Australia is cracking down on cryptocurrency exchanges and custody platforms with legislation that the government says could unlock $24 billion a year in productivity gains while imposing millions of dollars in fines on companies that fail to protect customer assets.
Legal Entity Amendment (Digital Asset Framework) 2025 BillThe legislation, introduced by Finance Minister Jim Chalmers and Financial Services Minister Daniel Mulino on Wednesday, establishes Australia’s first comprehensive regulatory framework for companies that hold digital assets on behalf of their customers.
The bill was introduced and had its first reading on Wednesday, and its second reading the same day. This is a procedural step in which Parliament debates the general principles of a bill before considering it in detail.
“We take Australia’s crypto industry seriously and know that blockchain and digital assets present significant opportunities for our economy, financial sector and businesses,” officials said in a written statement. statement.
James Volpe, founding director of Melbourne-based Web3 education company uCubed, said: decryption He said the bill is an “early-stage experiment that does not force any proof of concept into the licensing process from day one.”
fill a dangerous gap
The Bill introduces two new categories of financial instruments under the Companies Act.
Digital asset platforms include facilities where operators hold customers’ crypto assets and provide transaction functionality such as transfer, purchase, sale, and staking.
Tokenized custody platforms, on the other hand, handle real-world assets such as bonds, real estate, and commodities. There, a licensed operator must hold each underlying asset and issue a single redeemable token that clients can redeem in their original form.
Platforms must hold an Australian financial services license, act “efficiently, honestly and fairly” and follow ASIC custody and settlement standards, which govern how assets are protected, transactions are executed, customer instructions are processed and liquidity is sourced.
Low-risk operators with less than $5,000 per customer and a volume threshold of less than $10 million are exempt from full licensing.

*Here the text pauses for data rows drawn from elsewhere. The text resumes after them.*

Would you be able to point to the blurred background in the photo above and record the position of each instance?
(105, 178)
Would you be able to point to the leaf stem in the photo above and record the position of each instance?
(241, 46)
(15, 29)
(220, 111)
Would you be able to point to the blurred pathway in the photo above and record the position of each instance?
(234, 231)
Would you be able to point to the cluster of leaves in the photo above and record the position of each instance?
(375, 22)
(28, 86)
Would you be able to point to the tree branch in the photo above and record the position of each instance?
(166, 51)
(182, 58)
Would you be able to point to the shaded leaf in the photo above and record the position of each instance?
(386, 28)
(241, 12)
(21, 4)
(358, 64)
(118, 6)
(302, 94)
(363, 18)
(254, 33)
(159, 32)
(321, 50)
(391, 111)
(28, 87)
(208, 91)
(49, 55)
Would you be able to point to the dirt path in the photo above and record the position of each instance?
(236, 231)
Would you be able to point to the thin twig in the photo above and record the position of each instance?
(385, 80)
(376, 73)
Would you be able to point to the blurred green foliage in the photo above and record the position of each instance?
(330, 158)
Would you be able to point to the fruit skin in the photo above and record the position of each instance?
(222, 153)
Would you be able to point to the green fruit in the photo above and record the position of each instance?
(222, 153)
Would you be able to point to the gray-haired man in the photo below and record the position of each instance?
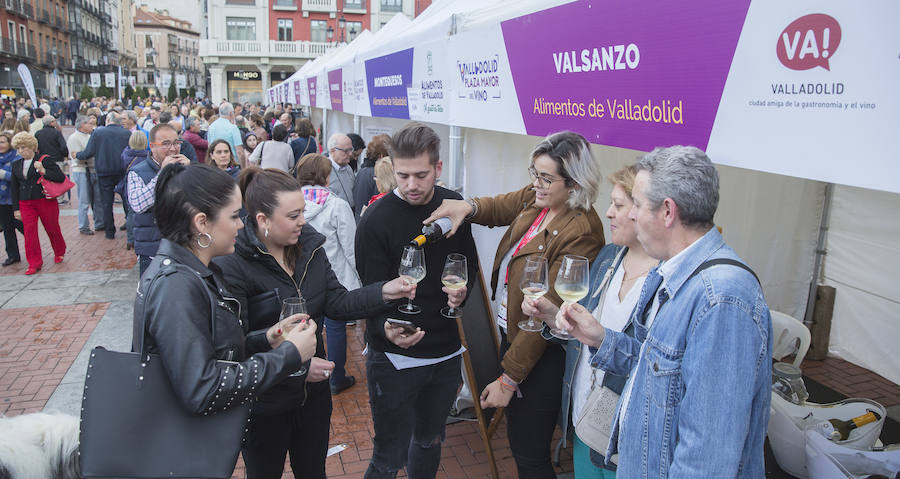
(85, 176)
(699, 364)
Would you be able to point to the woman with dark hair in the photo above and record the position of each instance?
(28, 197)
(552, 217)
(305, 143)
(8, 222)
(274, 153)
(221, 157)
(256, 126)
(279, 256)
(188, 314)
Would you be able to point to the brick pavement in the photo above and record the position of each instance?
(37, 346)
(83, 253)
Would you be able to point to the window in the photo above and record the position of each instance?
(285, 30)
(240, 28)
(318, 31)
(391, 5)
(353, 30)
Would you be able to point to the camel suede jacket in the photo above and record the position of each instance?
(575, 232)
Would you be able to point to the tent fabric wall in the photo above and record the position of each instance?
(863, 257)
(775, 240)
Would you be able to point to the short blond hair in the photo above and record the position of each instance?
(384, 175)
(138, 140)
(24, 139)
(624, 177)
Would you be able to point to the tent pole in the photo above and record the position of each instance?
(455, 158)
(820, 255)
(325, 127)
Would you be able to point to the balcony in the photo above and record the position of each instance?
(329, 6)
(270, 48)
(358, 6)
(15, 7)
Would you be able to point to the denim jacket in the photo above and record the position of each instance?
(701, 374)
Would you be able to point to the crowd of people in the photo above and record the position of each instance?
(243, 204)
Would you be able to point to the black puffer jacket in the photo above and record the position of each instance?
(175, 296)
(251, 271)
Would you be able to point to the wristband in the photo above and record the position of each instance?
(474, 206)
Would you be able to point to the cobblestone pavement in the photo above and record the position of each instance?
(50, 321)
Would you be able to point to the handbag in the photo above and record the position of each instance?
(53, 189)
(133, 424)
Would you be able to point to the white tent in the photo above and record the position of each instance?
(460, 69)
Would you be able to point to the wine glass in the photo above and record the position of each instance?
(290, 307)
(412, 270)
(571, 285)
(454, 277)
(534, 285)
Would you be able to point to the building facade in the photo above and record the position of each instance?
(36, 33)
(167, 52)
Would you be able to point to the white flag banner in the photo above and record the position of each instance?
(25, 74)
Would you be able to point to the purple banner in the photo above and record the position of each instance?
(621, 77)
(311, 86)
(335, 89)
(388, 78)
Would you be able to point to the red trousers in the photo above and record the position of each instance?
(48, 212)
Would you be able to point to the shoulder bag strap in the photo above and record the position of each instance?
(717, 261)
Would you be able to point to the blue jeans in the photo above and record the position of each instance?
(88, 198)
(107, 194)
(336, 338)
(409, 411)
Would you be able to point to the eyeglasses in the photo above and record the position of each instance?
(545, 180)
(170, 144)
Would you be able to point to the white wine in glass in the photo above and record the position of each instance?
(571, 285)
(533, 284)
(454, 277)
(290, 307)
(412, 270)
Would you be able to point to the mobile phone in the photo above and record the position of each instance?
(407, 326)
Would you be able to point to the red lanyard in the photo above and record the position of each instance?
(531, 233)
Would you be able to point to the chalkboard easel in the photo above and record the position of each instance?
(481, 359)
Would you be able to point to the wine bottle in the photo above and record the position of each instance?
(843, 428)
(433, 231)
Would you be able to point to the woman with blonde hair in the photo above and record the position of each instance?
(29, 198)
(616, 278)
(135, 154)
(552, 217)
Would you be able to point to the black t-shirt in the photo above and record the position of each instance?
(386, 227)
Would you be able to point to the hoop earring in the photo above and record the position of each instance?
(208, 243)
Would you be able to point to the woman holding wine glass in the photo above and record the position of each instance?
(279, 257)
(616, 278)
(548, 219)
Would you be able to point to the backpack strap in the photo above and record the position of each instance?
(718, 261)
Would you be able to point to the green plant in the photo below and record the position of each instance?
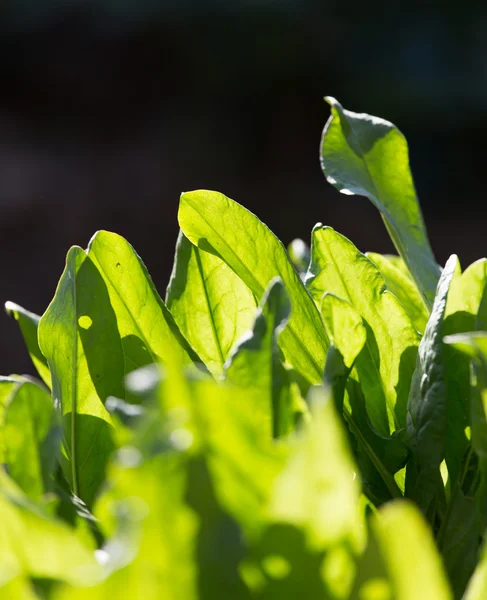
(271, 430)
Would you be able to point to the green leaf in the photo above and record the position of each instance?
(31, 436)
(219, 225)
(466, 520)
(365, 155)
(211, 305)
(461, 314)
(317, 491)
(79, 337)
(403, 287)
(146, 327)
(344, 327)
(386, 363)
(347, 333)
(28, 323)
(401, 560)
(256, 362)
(427, 407)
(35, 544)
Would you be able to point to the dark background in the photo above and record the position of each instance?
(110, 109)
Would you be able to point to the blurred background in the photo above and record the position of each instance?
(110, 109)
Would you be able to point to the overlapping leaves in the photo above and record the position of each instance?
(264, 433)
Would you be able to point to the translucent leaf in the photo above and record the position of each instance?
(211, 305)
(28, 323)
(386, 363)
(368, 156)
(219, 225)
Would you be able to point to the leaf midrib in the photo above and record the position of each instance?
(208, 304)
(260, 288)
(367, 343)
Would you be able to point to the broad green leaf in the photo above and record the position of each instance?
(211, 305)
(79, 337)
(317, 491)
(401, 561)
(386, 363)
(368, 156)
(146, 327)
(31, 436)
(343, 326)
(299, 254)
(216, 224)
(427, 422)
(228, 425)
(35, 544)
(404, 288)
(282, 565)
(347, 334)
(256, 362)
(28, 323)
(234, 436)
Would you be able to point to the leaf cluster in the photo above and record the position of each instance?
(284, 424)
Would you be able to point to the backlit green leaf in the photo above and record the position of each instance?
(366, 155)
(401, 561)
(28, 323)
(219, 225)
(318, 490)
(79, 337)
(404, 288)
(146, 327)
(33, 543)
(386, 363)
(31, 436)
(427, 407)
(256, 362)
(211, 305)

Volpe noted that the exemption for “truly small, low-risk platforms” allows early-stage experiments to move forward without requiring all prototypes to be fully licensed.
The bill follows ASIC’s October Update to information sheet 225added new guidance on tokens and custody, fund management, and yield products using tokens. stable coin Under current law, it is likely to be treated as a financial product.
New rules, old gaps
Darcy Allen, associate professor at RMIT University and director of the Australian Digital Economy Council, said: decryption It said the industry still had “genuine questions about how these changes will work in practice”, including how discretionary powers will be used and what compliance costs will be for Australian businesses.
“The real issue is that, after years of delays, Australia must now recognize that it is a follower in digital asset regulation,” Allen said, noting that other markets are already moving ahead with introducing clearer and more established regimes.
Sharing similar concerns, Joni Pirovich, founder and CEO of cryptocurrency specialist master agency The Crystal aOS, said: decryption While this bill is a step in the right direction, significant gaps remain and the industry will need to fight to fix them.
“Definition details” are not where they need to be, he said, adding that the industry now needs to lobby major political parties and non-partisan groups for more comprehensive reforms that also provide tax clarity.